The first time I travelled to Japan was in April last year. It was not long after the March 11 earthquake but I still remember that Tokyo felt very normal and safe at the time. Since then I have been back three times and every time it feels like I am uncovering more and more of its secrets and its strange mix of stifling rigidity and childish playfulness.

It is a country that does not trust its government. And a government that does not trust its people. Instead of investing in its young people, the Japanese society appears obsessed with saving for its retirement. In the next 50 years, Japan is expected to go from 127 to 87 million people as the fertility rate continues to fall.

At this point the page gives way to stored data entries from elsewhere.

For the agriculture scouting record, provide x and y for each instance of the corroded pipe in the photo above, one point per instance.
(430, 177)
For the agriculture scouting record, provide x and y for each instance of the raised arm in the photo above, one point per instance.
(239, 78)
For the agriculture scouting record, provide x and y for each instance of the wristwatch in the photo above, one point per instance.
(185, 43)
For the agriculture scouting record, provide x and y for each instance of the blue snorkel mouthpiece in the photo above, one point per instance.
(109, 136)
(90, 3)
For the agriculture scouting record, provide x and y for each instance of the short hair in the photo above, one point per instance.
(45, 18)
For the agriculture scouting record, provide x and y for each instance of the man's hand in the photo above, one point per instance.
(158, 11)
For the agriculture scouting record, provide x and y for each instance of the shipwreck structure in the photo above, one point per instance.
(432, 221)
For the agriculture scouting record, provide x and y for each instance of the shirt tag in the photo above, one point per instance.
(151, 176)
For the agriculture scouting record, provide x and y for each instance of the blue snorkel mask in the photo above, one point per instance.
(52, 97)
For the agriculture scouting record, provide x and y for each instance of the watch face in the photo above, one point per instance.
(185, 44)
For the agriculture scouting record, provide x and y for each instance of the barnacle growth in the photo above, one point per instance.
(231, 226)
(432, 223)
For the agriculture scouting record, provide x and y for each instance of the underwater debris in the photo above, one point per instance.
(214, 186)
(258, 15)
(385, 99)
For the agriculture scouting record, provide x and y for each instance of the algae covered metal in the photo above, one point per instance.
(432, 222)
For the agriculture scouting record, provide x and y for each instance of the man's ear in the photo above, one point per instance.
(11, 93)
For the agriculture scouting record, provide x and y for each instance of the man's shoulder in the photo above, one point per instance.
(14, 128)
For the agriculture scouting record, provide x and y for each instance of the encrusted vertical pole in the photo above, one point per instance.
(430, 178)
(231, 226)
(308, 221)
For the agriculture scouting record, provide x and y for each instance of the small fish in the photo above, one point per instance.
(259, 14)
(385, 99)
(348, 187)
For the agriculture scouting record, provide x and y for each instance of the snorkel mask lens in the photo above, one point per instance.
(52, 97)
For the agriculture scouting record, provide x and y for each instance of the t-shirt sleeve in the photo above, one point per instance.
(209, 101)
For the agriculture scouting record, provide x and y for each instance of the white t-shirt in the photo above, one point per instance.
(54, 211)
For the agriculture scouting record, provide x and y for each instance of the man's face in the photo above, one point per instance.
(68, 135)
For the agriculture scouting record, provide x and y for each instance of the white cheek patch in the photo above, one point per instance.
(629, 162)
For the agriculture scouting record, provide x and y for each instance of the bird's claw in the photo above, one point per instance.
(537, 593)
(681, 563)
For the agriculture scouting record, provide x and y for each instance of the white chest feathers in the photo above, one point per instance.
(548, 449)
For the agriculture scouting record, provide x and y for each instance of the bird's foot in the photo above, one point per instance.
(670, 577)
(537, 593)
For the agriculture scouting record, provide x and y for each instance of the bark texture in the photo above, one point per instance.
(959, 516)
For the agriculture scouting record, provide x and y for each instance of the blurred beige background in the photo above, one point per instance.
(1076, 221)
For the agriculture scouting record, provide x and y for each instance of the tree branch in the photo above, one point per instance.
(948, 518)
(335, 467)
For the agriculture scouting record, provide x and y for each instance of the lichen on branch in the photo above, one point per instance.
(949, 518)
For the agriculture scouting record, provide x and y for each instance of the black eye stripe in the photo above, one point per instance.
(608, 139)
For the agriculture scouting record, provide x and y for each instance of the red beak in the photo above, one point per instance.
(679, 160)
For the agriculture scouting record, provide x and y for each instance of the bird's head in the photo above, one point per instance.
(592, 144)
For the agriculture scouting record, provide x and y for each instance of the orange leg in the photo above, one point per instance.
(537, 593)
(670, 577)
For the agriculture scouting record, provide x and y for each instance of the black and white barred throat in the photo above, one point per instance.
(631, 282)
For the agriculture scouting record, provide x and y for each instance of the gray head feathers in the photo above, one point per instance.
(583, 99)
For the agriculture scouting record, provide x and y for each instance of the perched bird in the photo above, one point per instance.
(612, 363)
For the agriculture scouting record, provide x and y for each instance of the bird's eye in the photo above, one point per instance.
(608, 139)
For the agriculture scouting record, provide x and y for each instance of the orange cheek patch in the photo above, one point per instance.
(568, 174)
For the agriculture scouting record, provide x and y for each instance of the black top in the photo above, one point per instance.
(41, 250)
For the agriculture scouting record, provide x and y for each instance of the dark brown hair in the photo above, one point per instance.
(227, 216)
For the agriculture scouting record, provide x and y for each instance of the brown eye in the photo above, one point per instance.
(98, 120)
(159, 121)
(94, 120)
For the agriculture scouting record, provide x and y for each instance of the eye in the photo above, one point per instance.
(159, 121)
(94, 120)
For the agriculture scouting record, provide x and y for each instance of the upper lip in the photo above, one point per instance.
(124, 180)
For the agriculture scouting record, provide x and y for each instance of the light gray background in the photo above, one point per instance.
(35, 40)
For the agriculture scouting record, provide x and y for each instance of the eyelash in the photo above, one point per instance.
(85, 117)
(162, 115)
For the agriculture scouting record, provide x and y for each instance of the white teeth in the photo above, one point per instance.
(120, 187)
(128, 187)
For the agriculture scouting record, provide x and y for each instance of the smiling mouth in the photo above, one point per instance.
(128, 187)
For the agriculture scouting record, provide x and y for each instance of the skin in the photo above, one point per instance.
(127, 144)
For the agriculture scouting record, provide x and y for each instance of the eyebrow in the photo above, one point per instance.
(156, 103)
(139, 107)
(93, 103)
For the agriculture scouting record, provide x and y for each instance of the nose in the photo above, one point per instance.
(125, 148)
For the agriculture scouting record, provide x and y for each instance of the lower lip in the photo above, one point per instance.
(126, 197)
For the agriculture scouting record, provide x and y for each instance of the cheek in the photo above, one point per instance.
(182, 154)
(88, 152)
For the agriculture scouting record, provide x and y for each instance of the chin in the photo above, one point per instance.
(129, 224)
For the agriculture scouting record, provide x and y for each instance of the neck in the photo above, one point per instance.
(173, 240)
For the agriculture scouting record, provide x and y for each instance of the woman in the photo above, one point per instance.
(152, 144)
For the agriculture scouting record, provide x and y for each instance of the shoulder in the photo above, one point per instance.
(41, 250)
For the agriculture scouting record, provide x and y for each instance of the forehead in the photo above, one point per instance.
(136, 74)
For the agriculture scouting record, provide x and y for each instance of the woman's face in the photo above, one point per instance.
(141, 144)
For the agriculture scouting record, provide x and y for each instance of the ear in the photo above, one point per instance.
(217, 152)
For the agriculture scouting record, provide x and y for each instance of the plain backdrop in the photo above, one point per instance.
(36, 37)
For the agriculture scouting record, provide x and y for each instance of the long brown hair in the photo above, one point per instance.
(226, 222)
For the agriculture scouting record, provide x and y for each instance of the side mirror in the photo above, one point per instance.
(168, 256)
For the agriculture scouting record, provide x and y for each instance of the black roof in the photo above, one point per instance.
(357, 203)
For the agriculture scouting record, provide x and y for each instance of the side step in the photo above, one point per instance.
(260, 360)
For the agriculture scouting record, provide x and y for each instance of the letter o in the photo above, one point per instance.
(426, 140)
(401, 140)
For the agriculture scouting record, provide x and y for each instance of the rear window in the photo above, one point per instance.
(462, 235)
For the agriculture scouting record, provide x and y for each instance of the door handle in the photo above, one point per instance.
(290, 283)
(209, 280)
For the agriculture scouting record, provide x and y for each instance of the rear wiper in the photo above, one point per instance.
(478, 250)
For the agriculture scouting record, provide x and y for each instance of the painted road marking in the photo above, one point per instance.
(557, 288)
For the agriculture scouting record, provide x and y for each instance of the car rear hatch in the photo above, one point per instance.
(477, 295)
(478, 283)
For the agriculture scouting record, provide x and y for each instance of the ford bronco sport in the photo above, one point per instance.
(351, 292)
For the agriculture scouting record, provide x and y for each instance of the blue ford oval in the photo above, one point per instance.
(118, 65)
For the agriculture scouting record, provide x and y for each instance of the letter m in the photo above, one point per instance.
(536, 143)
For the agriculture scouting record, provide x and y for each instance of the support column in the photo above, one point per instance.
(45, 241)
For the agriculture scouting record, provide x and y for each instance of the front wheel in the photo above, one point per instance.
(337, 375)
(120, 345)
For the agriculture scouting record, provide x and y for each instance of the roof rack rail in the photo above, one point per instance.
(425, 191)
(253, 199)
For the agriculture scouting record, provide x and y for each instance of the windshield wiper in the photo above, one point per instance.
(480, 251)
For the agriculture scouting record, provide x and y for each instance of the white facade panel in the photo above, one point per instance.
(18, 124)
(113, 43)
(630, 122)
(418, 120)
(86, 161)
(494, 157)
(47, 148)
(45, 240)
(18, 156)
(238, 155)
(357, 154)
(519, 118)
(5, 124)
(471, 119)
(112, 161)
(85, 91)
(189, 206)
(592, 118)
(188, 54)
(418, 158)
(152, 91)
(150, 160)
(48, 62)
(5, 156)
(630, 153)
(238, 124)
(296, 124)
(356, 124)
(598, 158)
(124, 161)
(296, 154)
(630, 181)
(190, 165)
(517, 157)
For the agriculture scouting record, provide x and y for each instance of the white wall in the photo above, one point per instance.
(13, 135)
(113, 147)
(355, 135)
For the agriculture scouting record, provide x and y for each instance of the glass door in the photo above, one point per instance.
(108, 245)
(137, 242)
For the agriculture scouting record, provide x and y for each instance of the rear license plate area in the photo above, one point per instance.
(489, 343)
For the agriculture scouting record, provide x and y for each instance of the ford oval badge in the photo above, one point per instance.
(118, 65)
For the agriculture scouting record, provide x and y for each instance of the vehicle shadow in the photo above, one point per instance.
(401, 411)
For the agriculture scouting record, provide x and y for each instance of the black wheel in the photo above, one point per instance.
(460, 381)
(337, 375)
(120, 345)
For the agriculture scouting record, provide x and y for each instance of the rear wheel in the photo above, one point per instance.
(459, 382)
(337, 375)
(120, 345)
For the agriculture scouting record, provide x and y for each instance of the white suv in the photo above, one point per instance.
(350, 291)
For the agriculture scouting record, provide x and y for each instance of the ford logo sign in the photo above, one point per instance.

From a Swedish perspective it is not difficult to think of possible remedies: public childcare, openness to migration and, not the least, a radical change in terms of gender roles. But I am not here to give advice. At the same time, I wish I could show all this to conservative people back home, to make them understand that this is what you get if you kick downwards in society, if you do not listen to young women and if you mistrust the future. The other day, Anna and I finished our paper on aspirational cosmopolitanism that we will present in Oregon in March. Writing it reminded me of how important that last part about the future really is; that it is first when we believe in an undetermined and open future that political change becomes possible. Basically, it is about believing that people can and will change, that simple transformative hope that always has separated the right from the left in politics.